こういう人だった。まっすぐで愚直で、幸せを素直に表現できる人。
そんな彼に、私は……。
「これを―――――」
彼の手の内に在る物。
彼の口から発せられた答え。
それを聞いてしまった以上、私にはたった一つの道しかのこされていなかった。
『私』が叫ぶ。
私は「やめて」と言ってしまう。
違う。私は言えない。
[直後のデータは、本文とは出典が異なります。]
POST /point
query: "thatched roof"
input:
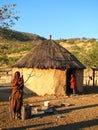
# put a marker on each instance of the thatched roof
(49, 54)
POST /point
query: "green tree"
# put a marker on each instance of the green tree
(8, 16)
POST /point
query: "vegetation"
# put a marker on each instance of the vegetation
(8, 16)
(14, 45)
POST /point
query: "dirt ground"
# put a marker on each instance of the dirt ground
(79, 112)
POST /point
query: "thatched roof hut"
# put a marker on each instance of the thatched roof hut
(51, 66)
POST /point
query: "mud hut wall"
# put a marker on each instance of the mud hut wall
(60, 82)
(42, 81)
(79, 80)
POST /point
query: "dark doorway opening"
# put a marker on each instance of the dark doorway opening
(68, 78)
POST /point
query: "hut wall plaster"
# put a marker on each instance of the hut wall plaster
(43, 81)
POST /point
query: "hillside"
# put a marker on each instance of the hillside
(14, 45)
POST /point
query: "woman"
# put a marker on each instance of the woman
(16, 100)
(73, 83)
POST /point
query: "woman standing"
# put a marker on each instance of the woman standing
(73, 83)
(16, 100)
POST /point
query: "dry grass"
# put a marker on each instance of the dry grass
(80, 114)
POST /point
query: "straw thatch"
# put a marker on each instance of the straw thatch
(49, 54)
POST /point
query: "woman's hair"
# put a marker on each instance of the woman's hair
(17, 74)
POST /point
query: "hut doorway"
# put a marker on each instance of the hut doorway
(68, 78)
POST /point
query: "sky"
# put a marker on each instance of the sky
(63, 19)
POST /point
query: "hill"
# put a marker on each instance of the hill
(14, 45)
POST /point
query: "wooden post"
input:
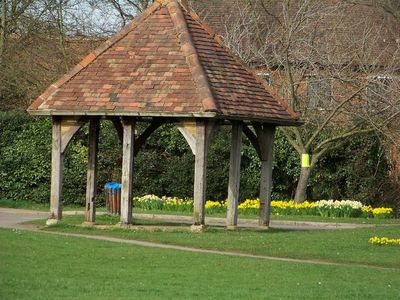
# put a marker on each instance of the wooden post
(91, 187)
(234, 175)
(266, 142)
(204, 130)
(57, 157)
(127, 170)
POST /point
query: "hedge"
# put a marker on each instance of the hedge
(353, 170)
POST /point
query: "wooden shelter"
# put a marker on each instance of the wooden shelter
(166, 66)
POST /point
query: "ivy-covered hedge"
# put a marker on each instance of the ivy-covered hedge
(355, 170)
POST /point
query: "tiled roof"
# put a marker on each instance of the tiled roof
(165, 63)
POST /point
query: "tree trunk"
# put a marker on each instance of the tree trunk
(3, 25)
(301, 190)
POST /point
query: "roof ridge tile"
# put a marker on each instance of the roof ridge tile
(187, 46)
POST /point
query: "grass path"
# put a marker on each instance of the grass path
(199, 250)
(67, 267)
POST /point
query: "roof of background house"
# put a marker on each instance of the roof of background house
(165, 63)
(357, 33)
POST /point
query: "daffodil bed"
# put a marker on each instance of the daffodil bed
(323, 208)
(384, 241)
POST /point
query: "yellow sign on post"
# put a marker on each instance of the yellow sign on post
(305, 160)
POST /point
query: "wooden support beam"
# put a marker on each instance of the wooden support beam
(91, 187)
(252, 138)
(118, 127)
(265, 135)
(70, 126)
(188, 130)
(204, 129)
(127, 170)
(234, 175)
(57, 158)
(141, 140)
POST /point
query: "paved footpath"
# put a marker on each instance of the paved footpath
(12, 218)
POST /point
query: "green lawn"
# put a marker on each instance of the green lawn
(345, 246)
(42, 266)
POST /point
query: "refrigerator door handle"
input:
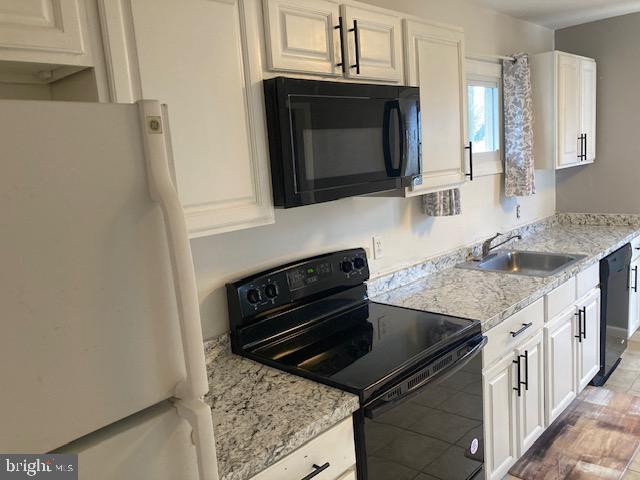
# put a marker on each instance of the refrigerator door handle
(154, 127)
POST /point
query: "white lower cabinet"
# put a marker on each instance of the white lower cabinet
(533, 370)
(334, 447)
(589, 344)
(572, 340)
(499, 418)
(634, 298)
(513, 387)
(560, 374)
(530, 402)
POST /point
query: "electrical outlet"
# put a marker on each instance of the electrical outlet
(378, 247)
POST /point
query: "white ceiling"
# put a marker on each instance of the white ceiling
(562, 13)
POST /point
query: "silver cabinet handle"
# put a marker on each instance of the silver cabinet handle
(316, 471)
(519, 331)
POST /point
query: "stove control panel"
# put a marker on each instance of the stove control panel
(288, 284)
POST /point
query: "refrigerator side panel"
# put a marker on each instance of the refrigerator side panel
(152, 445)
(90, 330)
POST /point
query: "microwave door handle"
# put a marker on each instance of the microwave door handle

私はただ見るだけ。
自分が犯した罪を目に焼き付けることしかできない。
わかってるのに、私は願う。
やめて――!
こんなことを、したくはなかったのだ。
彼の真っ直ぐな瞳、優しい掌、寄り掛かりたくなるほど大きな背中、その柔らかな声に。
初めての感情を抱いていたのに。
自分で壊すことなんてしたくなかった。
でも、私は『魔女』だ。目的の為なら――誰でも、なんであろうとも
耳を塞ぎたくても、できない。
叫びたいのに、声も出せない。
五感があるなんて、本当に最悪な夢だ。
彼の身体を貫く感触。
耳にこびりつく彼の小さな悲壮な悲鳴。
温かい彼の血を全身に浴びて、『私』がぼろぼろと涙をこぼす。
罪深い私が、涙を流していいはずないのに……
「どう、して……」
即死させてあげるべきだった。なのに、私の迷いが彼を苦しめることになってしまった。
涙を流して謝る私を、彼は――――
どうしたんだっけ?
また、突然の無重力感。
上下左右をかき乱され、平衡感覚を失って、ふらついた次の瞬間。
――あの光景だ。
見覚えのある風景。
夕日の朱色がやさしく竹林を照らしている。
静かに、虫の声がなりだそうとしていた。
なるほどこうやって、相手の心を折る業というわけか。
急に自分の支配下にもどった体が、がくがくと震えている。脚も腕も、何もかも。
全身から汗が噴き出して、心臓の音が耳鳴りするほど響いて、歯の根がかみ合わない。
冷静でいよう、そう自分に強いることで、なんとか思考は保っているがそれで精いっぱいだ。
たった一度、再体験しただけで。
一度、回想したくらいで、ここまでとは……。
「…………」
笑おうとして、失敗。
落ち着け、今こうして身体が使えてるときに現状の打開策を探らなければならないのに。
身体が動かない。なんで、早くしないと、いけないのに。
彼が――来てしまう。
かさりと、いう物音。
それだけで、わかってしまう。
彼が来た、そう認識するや否や、私の体の自由は『あの頃の私』に奪われる。
体の震えが嘘だったかのように、あの頃と同じ光景を何喰わない顔で始める。
あぁ……最悪だ。
見たくない、見たくないのに!
心を殺そうとしても、彼が私に向けてくる優しいまなざしがそれを許さない。
他人事ととらえようとしても、浴びた血液の温度がそれを許さない。
―――――――――――――――――――――――――――――――――っ!!!!!!!
叫べないのに、叫んだ。
理性が飛ぶ。頭の中がぐちゃぐちゃに、ちがうこれは夢だ、過去だ。
今じゃないのはわかっている――けれど、
これは間違いなくあった過去だ。
私が彼を――殺した記憶。
赤、赤、赤。わたしも、赤い色は好きじゃない。
わたしもおもいだす。
いやでも、目にやきついた色を。
胸の中で、何かが死んだ感覚を――。
もう、いやだ。
やめて、わたしは本当はこんなことを――。
全てがぐちゃぐちゃになって、何もかもが分からなくなる間際――血しぶきの向こう、ちらりと見た人影。
それが、私を一気に現実に呼び戻す。
在須……?
どうして、君がこんなところに。
在須、今回は気絶したままでは終わりません!?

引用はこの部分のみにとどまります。